I'm back, after far too long away from my oven. One
And so, faced with a loaf of white bread and whole milk (which I never use, preferring to chew my calories), I made the only prudent decision -- to transform the leftovers into a delicious bread pudding. This is the bread pudding of my dreams, rich and custard-y. In fact, it was more liked baked custard than what we know today as bread pudding.
The recipe instructs "crumbling" the bread; most bread pudding recipes in the early- to-mid 20th century were were simply vehicles to "use up" stale bread. But the super-preserved supermarket bread in my refrigerator was still fresh, so I cubed it.
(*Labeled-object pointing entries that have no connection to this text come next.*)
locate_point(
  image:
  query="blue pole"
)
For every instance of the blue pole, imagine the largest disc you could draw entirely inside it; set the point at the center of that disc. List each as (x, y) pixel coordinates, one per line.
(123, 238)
It took about 3.5 slices to fill the three-cup measure.
The bread cubes and sugar are placed in a bowl and covered with the hot milk for ten minutes.
Two very well beaten eggs (below) are added to the mixture, along with salt, vanilla, lemon extract and melted butter.
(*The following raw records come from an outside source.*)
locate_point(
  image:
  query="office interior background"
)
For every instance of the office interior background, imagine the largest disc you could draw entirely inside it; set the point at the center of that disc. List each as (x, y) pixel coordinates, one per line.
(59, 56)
The batter is very liquid-y. Pour into an 8 x 8 (or similar size pan). I lined it with aluminum foil, mostly to save clean-up time.
The bread pudding pan is then placed inside a larger one (below). Add hot water to the larger pan (most easily accomplished after it is on the oven rack, to avoid spilling). This water bath helps the custard cook at a more constant temperature, insuring a better result.
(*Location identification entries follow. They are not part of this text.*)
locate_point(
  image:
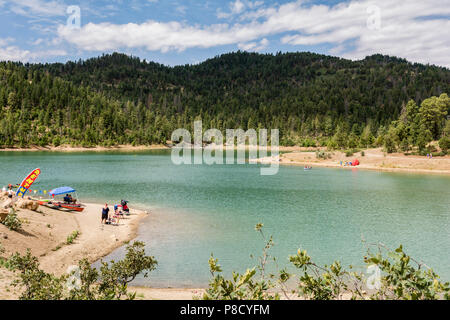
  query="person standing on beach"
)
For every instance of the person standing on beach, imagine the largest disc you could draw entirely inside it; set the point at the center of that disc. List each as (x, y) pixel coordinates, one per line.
(105, 213)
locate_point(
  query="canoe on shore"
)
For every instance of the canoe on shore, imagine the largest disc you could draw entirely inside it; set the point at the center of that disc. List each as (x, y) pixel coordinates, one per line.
(62, 205)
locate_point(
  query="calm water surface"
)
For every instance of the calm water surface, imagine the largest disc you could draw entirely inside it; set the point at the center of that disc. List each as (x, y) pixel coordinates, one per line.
(199, 210)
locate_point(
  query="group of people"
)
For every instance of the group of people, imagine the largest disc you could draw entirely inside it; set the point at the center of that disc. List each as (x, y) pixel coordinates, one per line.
(119, 211)
(68, 199)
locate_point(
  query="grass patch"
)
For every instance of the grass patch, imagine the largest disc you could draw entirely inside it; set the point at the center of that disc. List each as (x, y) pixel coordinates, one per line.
(71, 238)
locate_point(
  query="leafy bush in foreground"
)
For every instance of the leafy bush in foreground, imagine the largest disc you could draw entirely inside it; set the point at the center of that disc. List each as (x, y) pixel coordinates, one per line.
(108, 283)
(400, 277)
(12, 222)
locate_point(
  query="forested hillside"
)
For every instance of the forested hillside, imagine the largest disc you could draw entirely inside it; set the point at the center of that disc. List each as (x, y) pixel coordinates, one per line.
(311, 98)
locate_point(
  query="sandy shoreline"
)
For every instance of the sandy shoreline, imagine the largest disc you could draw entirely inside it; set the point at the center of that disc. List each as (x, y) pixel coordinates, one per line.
(45, 232)
(373, 159)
My custard did not come out perfectly, despite the water bath. (It is a bit weepy, which may be hard to see in the photograph.) I got "involved" with Facebook while it was in the oven and let it bake a bit too long. Still, it was delicious, even if the consistency was not absolutely perfect.
I had to let this bake for over one hour, not the 45 minutes called for, as it was still quite loose at that point. The custard should jiggle a bit, but not be too firm. It will continue to bake as it cools in the hot liquid. Remove from the pan, plate and add a sprinkling of cinnamon on top for both appearance and flavor. And then, enjoy!